The major project in my economics forecasting project is to forecast what effect, if any, an increase in the federal minimum wage would have on the hiring chances of a young worker. I’m going to isolate my cohort to 16 to 19 year olds.
Venturing into a somewhat unkown field, I would like to use panel data for my analysis, and I’m thinking of doing a comparison of Virginia, which uses the federal minmum wage, and North Carolina, which has a minimum wage currently set at 6.15 an hour, which went into effect on January 1, 2007. I haven’t yet settled on the actual cross-section, but I was thinking of dividing into NC_urban and NC_rural and VA_urban and VA_rural. I would like to find some way to have a suburban factor, too, but I’m not sure how to do that yet.
In any event, since it is a forecast I need to decide A) What exactly it is I intend to forecast and B) How I intend to explain changes in whatever it is I do forecast.
The variable to be explained could either be the unemployment rate of individuals aged 16 to 19, or it could be the probability that a person aged 16 to 19, whose current wage is inbetween the current minimum wage and the new minimum wage, will be “disemployed” – the term the literature uses a great deal. The latter is a more direct approach but will probably require a subtler model. So be it. I’ll roll with for now.
Edit: I realized not long after finishing this post that I could not use probability of disemployment by minimum wage as a dependent variable. That would require surveying individual workers. So I think I’ll stick with the unemployment rate for 16 to 19 year olds as my dependent variable.
How to explain this? That comes down to supply and demand for labor and also to the economic short run fluctuations.
Since what I’m attempting to do is explain the variation in unemployment of 16 to 19 year olds as a result of changes in the minimum wage, it is necessary to control for all other factors that will affect the level of employment of someone within that cohort. So first there’s the question of labor supply:
The quantity of labor supplied = f(wage, cohort size, season [christmas? summer?], educational attainment, in school? [yes/no], family income, race, geographical region[urban, suburban, rural]).

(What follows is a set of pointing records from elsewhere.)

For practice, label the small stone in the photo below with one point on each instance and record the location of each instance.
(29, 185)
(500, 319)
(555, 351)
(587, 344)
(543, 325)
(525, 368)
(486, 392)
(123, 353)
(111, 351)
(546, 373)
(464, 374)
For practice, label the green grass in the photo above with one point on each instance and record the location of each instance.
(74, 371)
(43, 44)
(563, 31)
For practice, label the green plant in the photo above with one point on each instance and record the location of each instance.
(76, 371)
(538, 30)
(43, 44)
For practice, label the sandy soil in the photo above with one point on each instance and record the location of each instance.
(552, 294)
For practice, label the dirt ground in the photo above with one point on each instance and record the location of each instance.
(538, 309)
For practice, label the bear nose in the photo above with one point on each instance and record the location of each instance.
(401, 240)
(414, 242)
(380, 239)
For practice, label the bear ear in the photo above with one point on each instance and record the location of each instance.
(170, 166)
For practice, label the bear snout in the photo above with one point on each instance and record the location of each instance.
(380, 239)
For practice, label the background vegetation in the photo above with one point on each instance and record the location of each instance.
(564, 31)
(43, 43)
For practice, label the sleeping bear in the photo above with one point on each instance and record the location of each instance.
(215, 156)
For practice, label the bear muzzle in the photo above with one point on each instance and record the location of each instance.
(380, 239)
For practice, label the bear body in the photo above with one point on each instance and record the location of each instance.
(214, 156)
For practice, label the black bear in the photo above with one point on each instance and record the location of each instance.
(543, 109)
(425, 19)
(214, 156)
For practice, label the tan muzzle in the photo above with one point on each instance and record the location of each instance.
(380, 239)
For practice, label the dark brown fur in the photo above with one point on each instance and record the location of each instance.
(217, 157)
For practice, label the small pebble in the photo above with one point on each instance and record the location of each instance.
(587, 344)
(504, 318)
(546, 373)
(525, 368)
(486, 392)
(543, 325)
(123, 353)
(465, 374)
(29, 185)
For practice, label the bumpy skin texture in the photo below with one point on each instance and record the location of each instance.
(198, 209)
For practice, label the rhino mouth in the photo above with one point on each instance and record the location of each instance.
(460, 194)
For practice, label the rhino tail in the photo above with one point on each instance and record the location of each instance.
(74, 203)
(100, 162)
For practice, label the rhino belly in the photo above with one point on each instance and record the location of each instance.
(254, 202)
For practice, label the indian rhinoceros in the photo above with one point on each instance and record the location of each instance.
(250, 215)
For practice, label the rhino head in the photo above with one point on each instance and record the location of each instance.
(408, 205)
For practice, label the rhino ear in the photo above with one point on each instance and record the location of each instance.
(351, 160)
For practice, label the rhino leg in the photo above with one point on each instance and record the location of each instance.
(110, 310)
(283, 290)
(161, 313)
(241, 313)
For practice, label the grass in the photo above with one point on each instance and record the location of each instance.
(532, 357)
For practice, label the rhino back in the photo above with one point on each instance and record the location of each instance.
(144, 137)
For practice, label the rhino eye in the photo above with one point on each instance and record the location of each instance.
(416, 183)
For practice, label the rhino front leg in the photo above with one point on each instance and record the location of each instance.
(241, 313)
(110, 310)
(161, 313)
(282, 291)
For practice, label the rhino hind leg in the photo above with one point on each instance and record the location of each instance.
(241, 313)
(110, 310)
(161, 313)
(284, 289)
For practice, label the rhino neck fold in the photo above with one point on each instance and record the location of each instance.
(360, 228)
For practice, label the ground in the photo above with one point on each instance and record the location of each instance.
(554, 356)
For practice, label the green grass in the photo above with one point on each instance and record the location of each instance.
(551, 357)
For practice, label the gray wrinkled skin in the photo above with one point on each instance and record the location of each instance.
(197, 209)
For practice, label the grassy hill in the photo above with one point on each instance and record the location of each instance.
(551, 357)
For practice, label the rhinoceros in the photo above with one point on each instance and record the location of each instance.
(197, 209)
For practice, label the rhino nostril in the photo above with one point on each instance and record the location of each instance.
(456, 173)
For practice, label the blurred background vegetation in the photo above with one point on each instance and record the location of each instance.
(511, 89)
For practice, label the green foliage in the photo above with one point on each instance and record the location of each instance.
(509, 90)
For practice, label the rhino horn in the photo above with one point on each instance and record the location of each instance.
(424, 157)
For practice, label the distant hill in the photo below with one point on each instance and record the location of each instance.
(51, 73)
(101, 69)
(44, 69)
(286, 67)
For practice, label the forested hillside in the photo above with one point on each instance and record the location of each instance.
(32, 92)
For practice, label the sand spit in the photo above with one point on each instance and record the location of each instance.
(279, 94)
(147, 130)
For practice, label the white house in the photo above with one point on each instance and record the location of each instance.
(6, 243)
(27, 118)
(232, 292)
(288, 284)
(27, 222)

The quantity of labor demanded = f(wage, marginal rate of technical substitution, # of firms, turnover rate)
Of course, if we’re talking about trying to measure the effect that changes in the minimum wage, then we’re talking about a still smaller group of people who are “at risk” – that is, whose current wage is between the current minimum and the future minimum. Jobs that would hire people for such low wages are typically fast food and retail in general, as well as a few services here and there. Then there are those youngsters who work on farms and perhaps do even more complicated work but, since they live in rural areas, have lower wages in general due to a lower cost of living.